Dentro desse modelo, inclusive os princípios da universalidade do
acesso a saúde e da integralidade da atenção tem sido utilizados pelo
complexo médico-industrial e farmacêutico para receber financiamento
público e fazer crescer seus lucros e seu poder. Assim, hoje o capital
deita e rola em cima do SUS!
A iniciativa privada é composta por uma
ampla rede de serviços e de produção. No país, proliferam as clínicas
particulares, as redes farmacêuticas, os hospitais e centros de
especialidades privados, sendo utilizados por aqueles que podem pagar
por esses serviços e produtos, e também por aqueles que possuem planos
de saúde. Estes estão amplamente distribuídos por todo o país e permeiam
a rede privada de oferta de serviços. São operadoras que ofertam
serviços de saúde por “pacotes” conforme o poder aquisitivo do que
chamam de “cliente”, caracterizando-se assim como atenção fragmentada e
cara. Os trabalhadores pagam a conta da saúde duas vezes: uma, através
do seu trabalho e os impostos dirigidos ao Estado; outra, através dos
planos de saúde e dos serviços que contratam na rede privada. Dessa
forma, os planos de saúde acumulam milhões de reais anualmente.
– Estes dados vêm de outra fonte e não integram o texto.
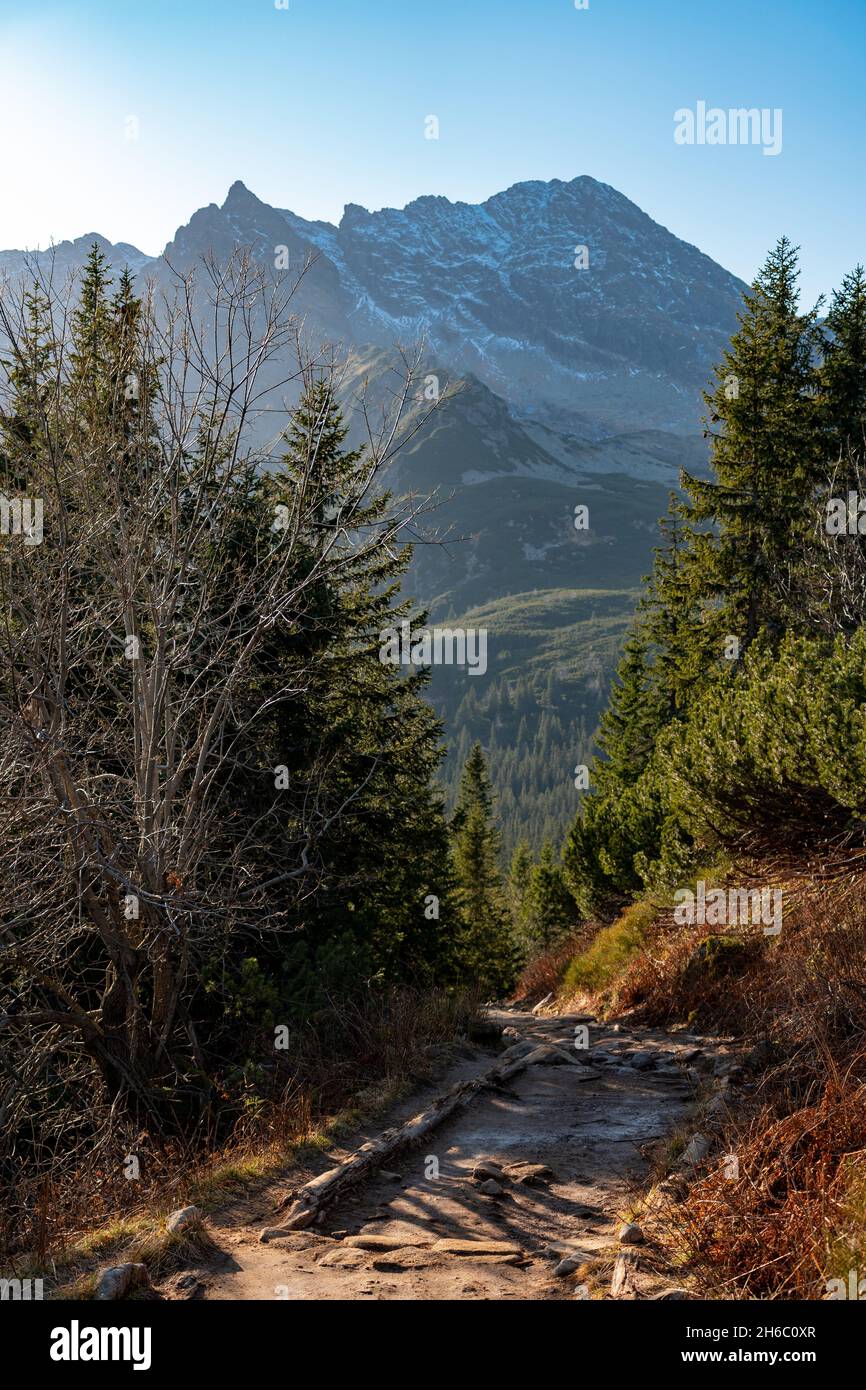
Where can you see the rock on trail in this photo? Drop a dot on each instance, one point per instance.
(523, 1193)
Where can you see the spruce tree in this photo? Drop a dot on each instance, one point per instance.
(765, 460)
(551, 911)
(843, 377)
(487, 945)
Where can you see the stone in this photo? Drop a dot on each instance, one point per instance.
(342, 1258)
(531, 1173)
(453, 1246)
(118, 1280)
(630, 1235)
(642, 1061)
(484, 1030)
(188, 1218)
(697, 1150)
(488, 1168)
(623, 1269)
(385, 1243)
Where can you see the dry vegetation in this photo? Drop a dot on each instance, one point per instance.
(357, 1058)
(794, 1216)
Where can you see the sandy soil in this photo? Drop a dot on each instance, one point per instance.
(594, 1125)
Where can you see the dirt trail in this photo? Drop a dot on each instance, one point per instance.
(592, 1122)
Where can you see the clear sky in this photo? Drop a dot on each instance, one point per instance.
(125, 116)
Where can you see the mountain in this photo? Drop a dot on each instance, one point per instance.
(494, 291)
(576, 387)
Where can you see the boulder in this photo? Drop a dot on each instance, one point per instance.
(630, 1235)
(120, 1280)
(188, 1218)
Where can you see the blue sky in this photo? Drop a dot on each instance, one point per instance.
(324, 103)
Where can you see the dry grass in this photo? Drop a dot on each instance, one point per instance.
(349, 1065)
(794, 1216)
(544, 973)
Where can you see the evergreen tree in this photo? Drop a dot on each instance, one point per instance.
(551, 911)
(765, 459)
(517, 887)
(487, 945)
(843, 377)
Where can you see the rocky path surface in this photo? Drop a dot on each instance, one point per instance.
(526, 1193)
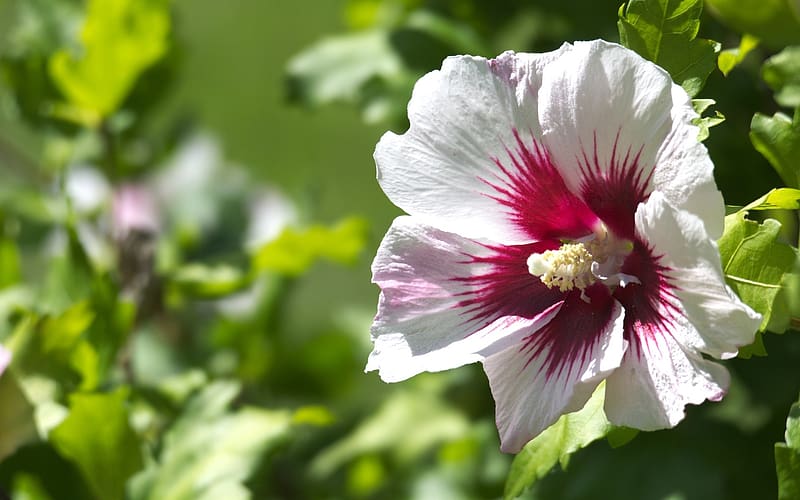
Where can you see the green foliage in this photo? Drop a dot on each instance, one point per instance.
(755, 262)
(778, 139)
(376, 68)
(119, 40)
(557, 443)
(293, 252)
(665, 32)
(772, 21)
(97, 453)
(706, 122)
(408, 424)
(203, 281)
(16, 416)
(787, 457)
(195, 362)
(55, 346)
(730, 58)
(782, 74)
(210, 450)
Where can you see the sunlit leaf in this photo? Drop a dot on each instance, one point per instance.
(98, 438)
(28, 487)
(119, 40)
(210, 451)
(781, 198)
(754, 263)
(665, 32)
(787, 457)
(294, 251)
(55, 347)
(406, 425)
(772, 21)
(782, 74)
(16, 416)
(200, 280)
(337, 69)
(777, 137)
(706, 122)
(557, 443)
(730, 58)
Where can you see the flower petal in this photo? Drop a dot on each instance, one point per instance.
(619, 127)
(470, 121)
(447, 301)
(657, 379)
(556, 369)
(718, 321)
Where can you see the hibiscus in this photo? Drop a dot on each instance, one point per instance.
(561, 227)
(5, 359)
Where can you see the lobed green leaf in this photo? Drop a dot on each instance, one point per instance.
(730, 58)
(98, 438)
(782, 74)
(787, 457)
(755, 262)
(294, 251)
(210, 451)
(120, 39)
(777, 138)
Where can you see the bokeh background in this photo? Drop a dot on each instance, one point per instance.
(220, 272)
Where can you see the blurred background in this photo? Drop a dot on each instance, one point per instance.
(189, 211)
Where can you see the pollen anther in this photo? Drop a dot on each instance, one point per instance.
(566, 268)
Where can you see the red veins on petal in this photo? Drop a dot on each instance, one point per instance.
(649, 306)
(507, 289)
(614, 192)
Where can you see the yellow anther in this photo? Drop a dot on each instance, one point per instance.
(566, 268)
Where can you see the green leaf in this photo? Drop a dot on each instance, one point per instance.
(706, 122)
(782, 198)
(787, 457)
(294, 251)
(120, 39)
(771, 21)
(407, 425)
(55, 347)
(665, 32)
(204, 281)
(557, 443)
(782, 74)
(16, 416)
(778, 139)
(98, 438)
(210, 451)
(336, 69)
(754, 263)
(730, 58)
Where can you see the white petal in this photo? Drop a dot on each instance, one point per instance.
(718, 321)
(421, 325)
(528, 400)
(657, 380)
(602, 100)
(462, 117)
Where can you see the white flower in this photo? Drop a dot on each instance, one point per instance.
(561, 227)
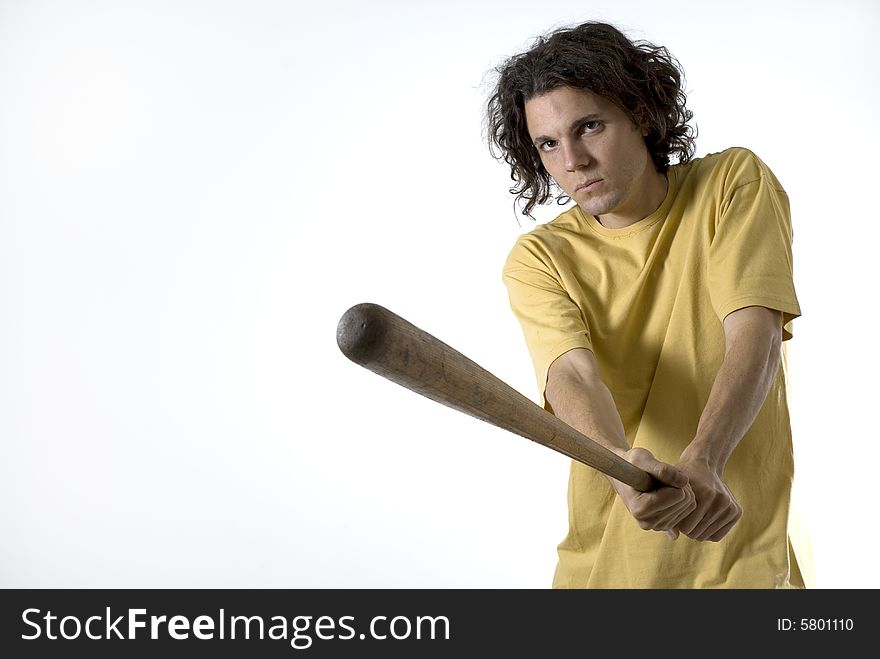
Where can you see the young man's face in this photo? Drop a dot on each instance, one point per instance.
(596, 154)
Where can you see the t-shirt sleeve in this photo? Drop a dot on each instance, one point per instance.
(750, 258)
(551, 322)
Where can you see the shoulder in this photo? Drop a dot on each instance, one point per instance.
(536, 248)
(728, 170)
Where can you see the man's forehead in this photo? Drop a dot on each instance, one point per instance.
(557, 107)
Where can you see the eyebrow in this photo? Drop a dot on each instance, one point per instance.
(574, 124)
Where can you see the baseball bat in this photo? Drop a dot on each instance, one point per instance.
(385, 343)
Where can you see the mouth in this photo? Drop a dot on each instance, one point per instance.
(586, 185)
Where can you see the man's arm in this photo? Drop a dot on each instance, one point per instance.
(579, 397)
(753, 337)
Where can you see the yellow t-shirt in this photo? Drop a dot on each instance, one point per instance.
(648, 300)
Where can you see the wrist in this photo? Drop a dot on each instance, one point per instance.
(700, 453)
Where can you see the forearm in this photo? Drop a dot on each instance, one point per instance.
(586, 404)
(738, 393)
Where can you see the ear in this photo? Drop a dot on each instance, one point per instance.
(641, 121)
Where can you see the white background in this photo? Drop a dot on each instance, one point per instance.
(192, 193)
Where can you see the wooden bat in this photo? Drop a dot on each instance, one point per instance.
(385, 343)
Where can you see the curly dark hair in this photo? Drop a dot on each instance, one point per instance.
(644, 80)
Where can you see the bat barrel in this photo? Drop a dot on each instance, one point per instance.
(394, 348)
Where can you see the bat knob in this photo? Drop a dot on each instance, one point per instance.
(361, 331)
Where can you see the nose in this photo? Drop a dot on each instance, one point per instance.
(575, 155)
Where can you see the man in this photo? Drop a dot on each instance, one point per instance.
(654, 310)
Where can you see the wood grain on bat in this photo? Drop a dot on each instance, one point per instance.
(385, 343)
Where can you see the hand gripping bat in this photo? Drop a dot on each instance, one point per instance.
(385, 343)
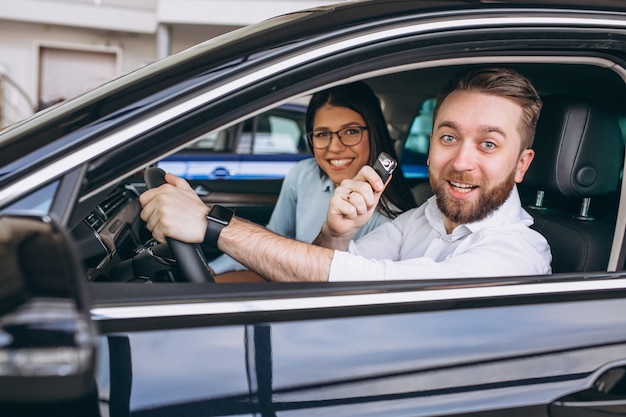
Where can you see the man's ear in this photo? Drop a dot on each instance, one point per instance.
(523, 163)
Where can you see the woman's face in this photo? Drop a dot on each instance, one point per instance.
(338, 161)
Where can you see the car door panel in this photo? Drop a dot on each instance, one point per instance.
(442, 359)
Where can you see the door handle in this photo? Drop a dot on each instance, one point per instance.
(606, 397)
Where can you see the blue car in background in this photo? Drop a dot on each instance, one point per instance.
(263, 147)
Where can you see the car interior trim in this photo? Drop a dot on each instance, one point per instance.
(355, 300)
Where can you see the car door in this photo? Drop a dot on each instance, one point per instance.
(495, 349)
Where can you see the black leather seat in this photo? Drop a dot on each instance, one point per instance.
(579, 157)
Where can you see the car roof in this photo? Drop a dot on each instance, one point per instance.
(281, 30)
(49, 132)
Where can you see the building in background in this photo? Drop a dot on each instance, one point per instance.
(51, 50)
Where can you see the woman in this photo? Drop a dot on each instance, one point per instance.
(345, 130)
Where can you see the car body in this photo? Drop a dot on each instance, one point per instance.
(96, 319)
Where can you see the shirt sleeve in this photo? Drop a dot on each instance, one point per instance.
(283, 218)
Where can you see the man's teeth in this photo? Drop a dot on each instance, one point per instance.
(339, 162)
(464, 188)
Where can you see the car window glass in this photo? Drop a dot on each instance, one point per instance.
(282, 136)
(37, 203)
(416, 145)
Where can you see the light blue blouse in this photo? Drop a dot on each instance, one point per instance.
(300, 210)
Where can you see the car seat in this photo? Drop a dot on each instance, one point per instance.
(578, 156)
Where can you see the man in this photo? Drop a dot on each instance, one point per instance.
(483, 128)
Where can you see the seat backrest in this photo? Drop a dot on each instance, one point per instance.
(578, 156)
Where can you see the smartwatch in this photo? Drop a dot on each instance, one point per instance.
(218, 218)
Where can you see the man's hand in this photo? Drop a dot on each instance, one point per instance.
(351, 206)
(174, 210)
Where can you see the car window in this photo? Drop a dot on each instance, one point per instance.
(415, 150)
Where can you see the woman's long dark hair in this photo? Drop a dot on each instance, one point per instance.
(360, 98)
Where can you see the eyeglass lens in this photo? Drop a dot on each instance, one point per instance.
(349, 136)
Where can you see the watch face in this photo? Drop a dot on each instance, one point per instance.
(221, 214)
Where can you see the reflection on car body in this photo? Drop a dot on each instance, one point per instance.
(508, 346)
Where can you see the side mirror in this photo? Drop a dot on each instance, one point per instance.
(47, 339)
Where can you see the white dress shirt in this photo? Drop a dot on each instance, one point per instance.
(416, 245)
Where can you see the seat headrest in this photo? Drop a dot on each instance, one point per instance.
(578, 149)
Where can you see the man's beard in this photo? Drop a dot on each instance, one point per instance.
(466, 211)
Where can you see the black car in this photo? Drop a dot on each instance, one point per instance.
(92, 324)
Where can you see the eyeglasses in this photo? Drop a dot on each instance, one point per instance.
(349, 136)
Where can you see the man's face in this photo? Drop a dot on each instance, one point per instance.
(474, 159)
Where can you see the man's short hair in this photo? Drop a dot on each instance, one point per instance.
(502, 82)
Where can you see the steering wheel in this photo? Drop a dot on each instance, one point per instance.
(189, 256)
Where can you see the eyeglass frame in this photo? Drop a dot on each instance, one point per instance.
(309, 136)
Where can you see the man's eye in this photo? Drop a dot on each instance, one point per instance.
(448, 138)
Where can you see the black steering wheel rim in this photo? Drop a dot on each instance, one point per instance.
(189, 256)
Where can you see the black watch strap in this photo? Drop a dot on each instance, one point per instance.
(218, 218)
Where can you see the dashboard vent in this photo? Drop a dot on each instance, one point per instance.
(107, 209)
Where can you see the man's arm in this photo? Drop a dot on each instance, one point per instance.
(174, 210)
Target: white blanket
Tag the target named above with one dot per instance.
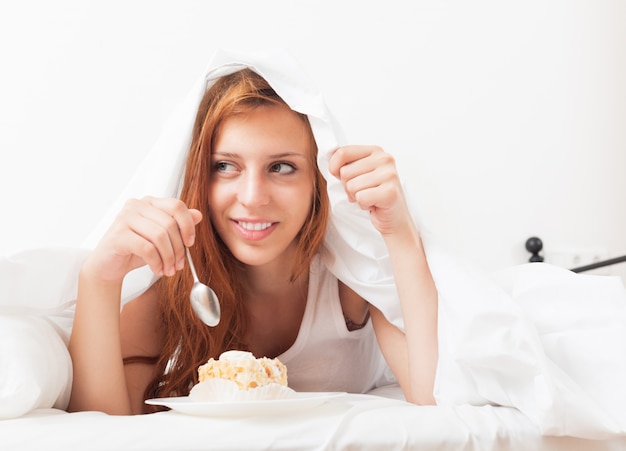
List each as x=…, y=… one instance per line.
x=498, y=343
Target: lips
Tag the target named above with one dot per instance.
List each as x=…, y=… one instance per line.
x=254, y=230
x=254, y=226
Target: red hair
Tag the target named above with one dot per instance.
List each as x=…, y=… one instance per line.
x=187, y=342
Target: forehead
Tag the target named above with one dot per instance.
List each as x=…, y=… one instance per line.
x=273, y=128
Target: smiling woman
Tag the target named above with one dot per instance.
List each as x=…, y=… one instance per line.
x=254, y=209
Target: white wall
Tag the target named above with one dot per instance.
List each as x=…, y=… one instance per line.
x=509, y=118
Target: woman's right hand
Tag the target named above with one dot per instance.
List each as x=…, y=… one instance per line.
x=150, y=231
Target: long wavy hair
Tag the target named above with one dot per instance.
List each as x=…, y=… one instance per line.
x=187, y=342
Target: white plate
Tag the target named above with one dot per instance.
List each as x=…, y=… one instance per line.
x=302, y=400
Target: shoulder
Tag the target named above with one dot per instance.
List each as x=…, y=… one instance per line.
x=139, y=325
x=355, y=308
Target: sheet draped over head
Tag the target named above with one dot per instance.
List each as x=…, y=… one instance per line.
x=491, y=348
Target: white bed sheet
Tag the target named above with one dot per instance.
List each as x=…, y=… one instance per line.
x=350, y=422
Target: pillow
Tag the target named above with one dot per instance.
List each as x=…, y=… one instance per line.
x=35, y=365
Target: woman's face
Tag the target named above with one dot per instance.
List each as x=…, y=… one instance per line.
x=261, y=184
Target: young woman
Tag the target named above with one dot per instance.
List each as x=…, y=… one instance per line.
x=254, y=213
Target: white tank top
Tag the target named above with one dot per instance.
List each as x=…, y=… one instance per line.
x=326, y=356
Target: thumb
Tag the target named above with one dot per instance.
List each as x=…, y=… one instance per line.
x=196, y=215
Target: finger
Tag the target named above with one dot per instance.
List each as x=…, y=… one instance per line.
x=345, y=155
x=174, y=228
x=159, y=237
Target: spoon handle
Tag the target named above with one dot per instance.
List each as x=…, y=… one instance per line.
x=191, y=266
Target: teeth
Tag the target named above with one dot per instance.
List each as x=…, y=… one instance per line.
x=255, y=225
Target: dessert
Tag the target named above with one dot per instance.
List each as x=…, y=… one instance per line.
x=244, y=369
x=238, y=375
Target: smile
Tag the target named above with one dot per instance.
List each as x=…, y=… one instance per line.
x=254, y=226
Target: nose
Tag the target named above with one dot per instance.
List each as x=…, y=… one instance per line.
x=253, y=189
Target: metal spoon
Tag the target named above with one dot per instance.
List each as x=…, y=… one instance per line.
x=204, y=301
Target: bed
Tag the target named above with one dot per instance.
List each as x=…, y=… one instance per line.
x=349, y=422
x=509, y=376
x=377, y=420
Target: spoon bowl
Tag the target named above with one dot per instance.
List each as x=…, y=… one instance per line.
x=203, y=299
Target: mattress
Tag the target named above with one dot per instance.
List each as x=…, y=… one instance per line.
x=345, y=422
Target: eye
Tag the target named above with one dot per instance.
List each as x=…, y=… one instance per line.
x=283, y=168
x=223, y=166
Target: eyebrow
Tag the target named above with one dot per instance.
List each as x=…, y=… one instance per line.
x=273, y=156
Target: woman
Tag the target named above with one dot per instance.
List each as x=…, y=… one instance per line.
x=254, y=211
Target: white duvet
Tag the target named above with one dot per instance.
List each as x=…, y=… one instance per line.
x=536, y=338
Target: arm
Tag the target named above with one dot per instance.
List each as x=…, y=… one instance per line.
x=150, y=231
x=371, y=180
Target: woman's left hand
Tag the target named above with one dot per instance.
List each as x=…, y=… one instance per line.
x=370, y=178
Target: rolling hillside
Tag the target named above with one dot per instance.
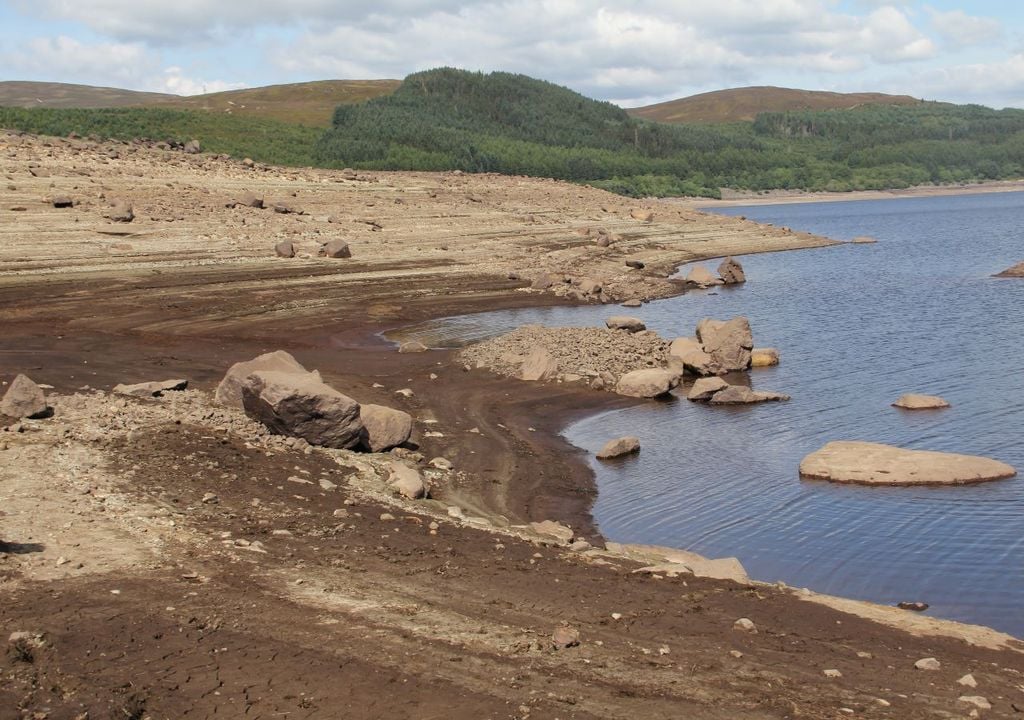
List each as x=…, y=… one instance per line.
x=309, y=103
x=742, y=104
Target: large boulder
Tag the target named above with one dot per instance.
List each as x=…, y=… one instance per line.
x=384, y=428
x=619, y=447
x=302, y=406
x=651, y=382
x=229, y=390
x=627, y=323
x=25, y=399
x=875, y=464
x=731, y=271
x=729, y=343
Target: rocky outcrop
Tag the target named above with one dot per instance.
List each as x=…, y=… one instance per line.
x=384, y=428
x=619, y=447
x=25, y=399
x=152, y=389
x=229, y=390
x=627, y=323
x=731, y=271
x=875, y=464
x=646, y=383
x=300, y=405
x=912, y=401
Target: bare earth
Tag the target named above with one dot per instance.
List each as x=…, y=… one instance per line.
x=170, y=559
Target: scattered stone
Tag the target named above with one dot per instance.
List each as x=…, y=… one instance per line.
x=705, y=388
x=646, y=383
x=764, y=357
x=384, y=428
x=25, y=399
x=336, y=249
x=302, y=406
x=875, y=464
x=632, y=325
x=407, y=481
x=152, y=389
x=912, y=401
x=619, y=448
x=731, y=271
x=745, y=625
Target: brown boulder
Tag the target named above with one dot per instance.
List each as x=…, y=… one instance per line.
x=302, y=406
x=25, y=399
x=384, y=428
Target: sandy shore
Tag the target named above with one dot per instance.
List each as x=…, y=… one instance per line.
x=151, y=601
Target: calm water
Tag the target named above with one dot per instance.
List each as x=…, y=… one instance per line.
x=857, y=326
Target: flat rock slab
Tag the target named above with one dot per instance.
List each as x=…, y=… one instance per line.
x=875, y=464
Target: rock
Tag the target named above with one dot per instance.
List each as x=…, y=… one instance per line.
x=700, y=277
x=764, y=357
x=619, y=448
x=1015, y=271
x=301, y=406
x=740, y=394
x=413, y=346
x=912, y=401
x=229, y=390
x=152, y=389
x=731, y=271
x=407, y=481
x=633, y=325
x=336, y=249
x=120, y=211
x=539, y=366
x=745, y=625
x=977, y=701
x=646, y=383
x=25, y=398
x=968, y=681
x=553, y=530
x=384, y=428
x=875, y=464
x=564, y=637
x=705, y=388
x=729, y=343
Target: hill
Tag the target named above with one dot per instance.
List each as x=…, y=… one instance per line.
x=743, y=104
x=303, y=103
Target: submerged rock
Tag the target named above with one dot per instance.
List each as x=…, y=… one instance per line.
x=875, y=464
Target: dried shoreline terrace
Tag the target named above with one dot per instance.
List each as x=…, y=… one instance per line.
x=166, y=557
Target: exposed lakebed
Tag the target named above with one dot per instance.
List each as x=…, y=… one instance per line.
x=857, y=326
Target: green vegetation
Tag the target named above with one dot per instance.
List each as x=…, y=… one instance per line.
x=449, y=119
x=263, y=140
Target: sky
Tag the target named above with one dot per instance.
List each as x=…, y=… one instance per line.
x=632, y=53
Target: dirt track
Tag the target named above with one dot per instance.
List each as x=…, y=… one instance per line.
x=344, y=613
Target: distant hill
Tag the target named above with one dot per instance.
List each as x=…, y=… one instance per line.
x=742, y=104
x=305, y=103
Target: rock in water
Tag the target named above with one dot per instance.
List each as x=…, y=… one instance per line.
x=25, y=399
x=619, y=448
x=301, y=406
x=911, y=401
x=729, y=343
x=633, y=325
x=152, y=389
x=384, y=428
x=873, y=464
x=229, y=390
x=646, y=383
x=731, y=271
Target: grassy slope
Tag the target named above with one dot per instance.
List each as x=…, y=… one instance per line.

O complexo médico-industrial está nas
mãos da iniciativa privada e detém o domínio técnico-científico do
setor, desde a produção, passando pela venda, pela manutenção e pela
realização dos serviços, principalmente nas instituições de atenção
secundaria e terciária de saúde. A indústria farmacêutica, através dos
monopólios internacionais, controla a criação, a produção e a
distribuição dos medicamentos, que são uma mercadoria como outra
qualquer para o capital explorar os trabalhadores e acumular riqueza.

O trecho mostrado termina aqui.